Palm produce is about the main export and it sustains many households. The interesting thing is that these palms trees up till now grow wild. There has been no attempt by locals to turn what is natural into organised plantations. The government too has done nothing to encourage local or foreign investors in this area.

==Minerals==
Eluama is unmapped in terms of minerals but it is believed that the Ubiyi Basin has a rich deposit of fossil fuels. In addition, Umuebere Nkuma has large store of construction stones and gravels. The Umuokogbuos and the Obdodos, Umuebere Ajas, Ekebes and even Umuama, have construction sand in abundance.

==Tourism==
There is a cave also called OMU by the community that has attracted people from all over the world for over 7 decades. It is located between Umuebere Nkuma and Eluoma Central School. The cave is called "Omu Ubiyi". Also is the Adaoma river which can pass as a lake with its distinctive setting. In addition, there is a mini water fall in Ezeiyi Umuihuagwu in Obu-Na-Ebere. There are virgin forests for wildlife tourists and festivals at intervals.

==Language==
Eluoma people speak Igbo language, like all other Igbos but with their distinct dialect. Even in Isuikwuato, one can easily pick out an Eluoma person from his tongue. With the coming of the British as colonial masters to Nigeria, Eluoma people adopted English as their second language.

==Religion==
Before the coming of the Europeans, Eluama people were animists and worshiped many gods. These gods included streams like Nneochie, Adaoma, Ubiyi, etc. Some animals also were worshiped as gods, such as Avuala (ajala), that is viper. Some trees were equally regarded as the abode of the gods. Above all, ancestral worship was common to every family.

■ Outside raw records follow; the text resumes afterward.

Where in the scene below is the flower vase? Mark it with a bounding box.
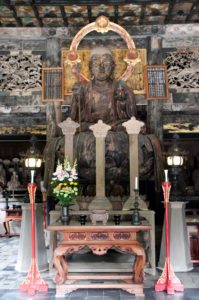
[61,205,70,225]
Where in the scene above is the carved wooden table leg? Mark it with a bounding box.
[3,221,10,236]
[53,245,85,285]
[132,245,146,283]
[54,255,68,285]
[53,246,68,285]
[116,243,146,284]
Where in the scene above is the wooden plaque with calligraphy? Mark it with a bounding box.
[144,65,169,100]
[41,66,64,102]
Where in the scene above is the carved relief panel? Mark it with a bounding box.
[0,52,42,95]
[163,49,199,92]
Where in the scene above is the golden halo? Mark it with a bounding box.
[67,16,140,81]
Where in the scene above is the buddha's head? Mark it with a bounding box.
[89,47,115,82]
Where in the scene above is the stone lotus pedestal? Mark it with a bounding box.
[16,203,48,273]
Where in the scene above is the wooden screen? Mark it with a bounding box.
[41,66,64,102]
[144,65,169,100]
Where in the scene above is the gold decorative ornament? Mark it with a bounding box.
[65,50,81,66]
[95,16,110,33]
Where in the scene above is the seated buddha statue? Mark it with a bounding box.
[69,47,163,196]
[71,47,136,131]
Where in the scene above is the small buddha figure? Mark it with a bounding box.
[0,164,6,187]
[7,171,20,190]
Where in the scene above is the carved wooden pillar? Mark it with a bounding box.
[122,117,146,210]
[147,100,163,142]
[147,35,164,142]
[46,37,62,132]
[58,117,79,165]
[89,120,112,211]
[44,103,58,195]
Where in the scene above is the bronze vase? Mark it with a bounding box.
[61,205,70,225]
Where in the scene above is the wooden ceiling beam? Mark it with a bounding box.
[30,0,43,27]
[185,3,198,23]
[4,0,23,26]
[60,6,68,27]
[2,0,196,6]
[164,0,176,24]
[87,6,92,23]
[114,5,119,23]
[139,4,146,25]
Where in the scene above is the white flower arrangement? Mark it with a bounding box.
[51,159,78,206]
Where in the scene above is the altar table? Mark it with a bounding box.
[1,208,22,237]
[48,221,151,297]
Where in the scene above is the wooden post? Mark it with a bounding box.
[89,120,112,211]
[122,117,147,210]
[58,117,79,165]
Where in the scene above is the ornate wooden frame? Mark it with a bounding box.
[144,65,169,100]
[41,66,64,102]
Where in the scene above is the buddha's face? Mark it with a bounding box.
[90,54,114,81]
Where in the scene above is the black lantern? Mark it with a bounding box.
[24,136,42,183]
[167,140,184,168]
[166,134,185,200]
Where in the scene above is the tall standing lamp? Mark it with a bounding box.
[19,136,48,295]
[158,134,193,272]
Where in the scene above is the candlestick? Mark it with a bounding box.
[131,188,141,225]
[19,183,48,295]
[164,169,169,182]
[135,176,138,190]
[155,181,184,294]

At the beginning of the 20th century, however, Christianity came to the area. Umuebere Nkuma was the first to be reached through the effort of the Methodist Church which first landed at Ovim in Isuikwuato. Later, the Roman Catholic Church came from the northern part of Isuikwuato. In the past 30 years, the religious landscape of Eluama changed with the arrival of the non-denominational Scripture Union and the Assemblies of God. In this 21st Century, Eluama has Catholics, Methodists, Anglicans and white Garment Churches. There are many Pentecostal churches which drew membership from existing traditional or mainline churches.

==Population==
There is no official figure as most Eluama people are living outside the town. However, the population is estimated at 30,000. Umuebere Nkuma has the highest number of old people in Eluama. Some say this is because the village is separated from the noisy Ahonta and has vegetables, fruits and natural drinking water in abundance.